Introduction and Citation
Welcome to mineralML: An Open-Source Machine Learning Package for Probabilistically Classifying Minerals.˘
The development of this tool is continually in progress. The manuscript is in review at Geochemistry, Geophysics, and Geosystems with the preprint shortly posted on Earth ArXiv. Please make sure you cite this tool if you use it. Software development takes time and and academia does not always recognize the effort taken, but it does recognize citations.
mineralML is currently in review, with the preprint on Earth ArXiv [Shi et al., 2026]. Please refer to the manuscript for a more detailed description of the development and validation of the method. If you use this package in your work, please cite:
Shi, S., Wieser, P., Gordon, C., Toth, N., Antoshechkina, P., Gleeson, M., & Lehnert, K. (2026). mineralML: Leveraging Machine Learning for Probabilistic Mineral Classification. EarthArXiv eprints, X53J2M. doi: 10.31223/X53J2M.
@article{Shietal2026,
title = {mineralML: Leveraging Machine Learning for Probabilistic Mineral Classification},
url = {http://dx.doi.org/10.31223/X53J2M},
DOI = {10.31223/x53j2m},
publisher = {California Digital Library (CDL)},
author = {Shi, Sarah and Wieser, Penny and Gordon, Charlotte and Toth, Norbert and Antoshechkina, Paula and Gleeson, Matthew and Lehnert, Kerstin},
year = {2026},
month = mar
}
The open-source nature of the tool allows for continuous development. We welcome the submission of high quality mineral analyses that can be added to the training dataset. You can email sarahshi@berkeley.edu or post an enhancement request or report of a bug on the issue page of the mineralML GitHub repository.
Collaborators
These folks have been fundamental to the development of mineralML:
Sarah Shi (University of California, Berkeley, ex-LDEO)
Penny Wieser (University of California, Berkeley)
Charlotte Gordon (University of California, Berkeley)
Norbert Toth (University of Cambridge)
Paula Antoshechkina (California Institute of Technology)
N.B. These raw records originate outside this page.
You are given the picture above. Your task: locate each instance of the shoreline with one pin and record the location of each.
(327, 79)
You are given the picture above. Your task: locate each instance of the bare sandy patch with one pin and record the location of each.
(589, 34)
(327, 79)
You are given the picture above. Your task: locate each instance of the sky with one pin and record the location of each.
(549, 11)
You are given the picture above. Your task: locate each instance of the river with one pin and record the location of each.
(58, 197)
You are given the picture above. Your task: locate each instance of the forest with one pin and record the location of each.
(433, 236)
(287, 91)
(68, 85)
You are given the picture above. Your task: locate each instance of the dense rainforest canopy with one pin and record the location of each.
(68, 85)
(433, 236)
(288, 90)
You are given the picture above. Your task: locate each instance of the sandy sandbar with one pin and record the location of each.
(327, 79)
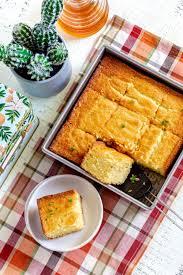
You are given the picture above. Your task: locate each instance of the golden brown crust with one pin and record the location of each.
(157, 149)
(118, 106)
(86, 101)
(72, 143)
(60, 214)
(125, 128)
(92, 112)
(107, 164)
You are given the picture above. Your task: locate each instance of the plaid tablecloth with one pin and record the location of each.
(126, 230)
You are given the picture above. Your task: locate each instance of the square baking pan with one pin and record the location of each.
(158, 182)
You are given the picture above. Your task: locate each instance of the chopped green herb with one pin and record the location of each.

Matthew Gleeson (University of California, Berkeley)
Kerstin Lehnert (LDEO)
Minerals
mineralML is trained on a curated dataset of 128k analyses of 23 mineral groups/glass. The machine learning models classify these minerals:
Amphibole
Apatite
Biotite
Calcite
Chlorite
Epidote
Feldspar (Alkali_Feldspar and Plagioclase)
Garnet
Glass
Kalsilite
Leucite
Melilite
Muscovite
Nepheline
Olivine
Oxide (Rhombohedral_Oxides with Hematite-Ilmenite, and Spinel_Group with Magnetite-Spinel)
Pyroxene (Clinopyroxene, Orthopyroxene, Na-Pyroxene)
SiO2-Polymorphs (Quartz, Coesite, Stishovite, Tridymite, Cristobalite)
Rutile
Serpentine
Titanite
Tourmaline
Zircon
Chemistry
mineralML requires inputs of mineral chemistry, in the form of oxides. The machine learning model is trained on 11 oxides:
SiO₂
TiO₂
Al₂O₃
FeOₜ
MnO
MgO
CaO
Na₂O
K₂O
Cr₂O₃
P₂O₅
Zircon is classified empirically with ZrO₂.
Units
mineralML performs all calculations using mineral compositions in oxide weight percentages. If needed, mm.oxide_to_element or mm.element_to_oxide may be helpful for converting your data into a usable format.